Several research firms do customer service rankings of the four large wireless carriers. Presumably, to make large gains against leaders Verizon (NYSE: VZ) and ATYT (NYSE: T) requires more than attractive deals on smartphones and what appear to be better fees for 4G service. If customers believe it has less than the best customer service, it will be hard for T-Mobile to keep the gains.

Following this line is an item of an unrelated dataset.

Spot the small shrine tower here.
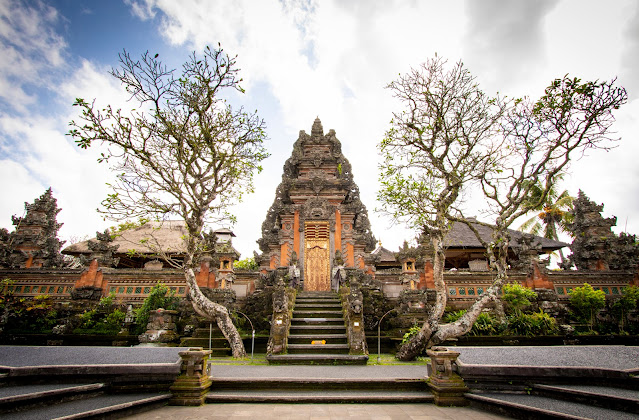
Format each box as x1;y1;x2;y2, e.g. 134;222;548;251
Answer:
258;118;375;291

T-Mobile has an unimpressive score in the American Customer Satisfaction Index. It rates 70 out of 100, which is the industry average. The figure is the same as AT&T’s but below Verizon’s. In the J.D. Power Wireless Customer Care Performance Study, T-Mobile has the same rank as Verizon, but is behind AT&T. In the part of the Computer World survey which measured whether customers are “satisfied with the connection availability”, T-Mobile’s results rose substantially, but were still behind AT&T and Verizon. In the latest 24/7 Wall St. “Hall of Shame” report, T-Mobile was ranked in the worst ten among all companies across all sectors. AT&T had slightly worse grades, as did Verizon. But, sitting among the ten worst companies in a survey which measure customer satisfaction across 108 companies means its challenges to gain customers is substantial.
T-Mobile fairly makes the case that it has gained on the market leaders in most of these studies. However, up against the marketing fire power and retail distribution networks of Verizon and AT&T, it has to clearly win in these surveys to make the kind of advances T-Mobile management says it will make. And, in recent quarters it has made modest gains. The proof of whether its recent tactics have worked is how well T-Mobile holds these customers over the next year or two.
T-Mobile spends a good deal of its management time attacking Sprint. However, the real enemies are AT&T and Verizon and how consumers perceive them.